稼ぐカネも使うカネも桁違い

 扱うようになった「商品」の違法性や危険度は、処方薬のネット販売とは比べものにならない。しかし、はるかに金になるものばかりだ。東南アジアでは北朝鮮で作られた純度の高いメタンフェタミンを売りさばき、南米では大規模なコカイン取引をおこなう。ライフルといった武器や爆薬の原料になる硝酸アンモニウムなどの商売相手は、ならず者国家や軍閥、テロリストなど、金がある者なら誰彼なく売りさばく。

 こういった通常商品(?)だけではない。巡航ミサイル・トマホークと同じ性能を有するミサイル誘導システムを開発してイランに売りつけようと、20人以上の技術員を雇い入れたこともある。その事業欲はとどまるところを知らず、信頼する部下に勧められたプロジェクトには一千万ドルの資金をポンと出すありさまだった。

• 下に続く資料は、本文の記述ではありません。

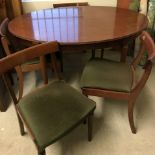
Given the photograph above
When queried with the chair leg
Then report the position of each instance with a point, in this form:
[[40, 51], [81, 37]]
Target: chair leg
[[130, 116], [22, 132], [43, 70], [102, 53], [90, 126], [93, 53], [20, 81], [42, 152]]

 そんな事業のひとつが、ソマリアでのマグロ漁業である。失敗に終わったとはいえ、これはまだ理解できる。ある時など、セーシェルの政府を転覆させて国を乗っ取ろうとしたことがあるというのだから、荒唐無稽すぎて訳がわからない。

本コラムはHONZの提供記事です

 めったに「会社」の「従業員」たちにも姿を見せないル・ルー。その「ビジネス」の全容は本人以外にはまったくわからなかった。もちろん、その資産はすごい。身が危うくなった時、大慌てで香港のアジトに隠されていた金の延べ棒を換金したことがある。その時、9200万ドルもの送金がおこなわれた。すべての闇資産を合わせればいったいいくらあったのだろう。

いよいよ逮捕プロジェクトが始動

 ところが、着るものといえばTシャツにビーチサンダル。女には派手に金を使うが、私生活はケチ。ある時、ホテルのランドリーサービスが高いといってその金を出し渋った。シャツ1枚に2ドルを「馬鹿みたいな値段」と怒るル・ルー。偽造されたコンゴの外交官パスポートの写真がこれだ。結構まともに見えるような気がするが、ホントに訳がわからない。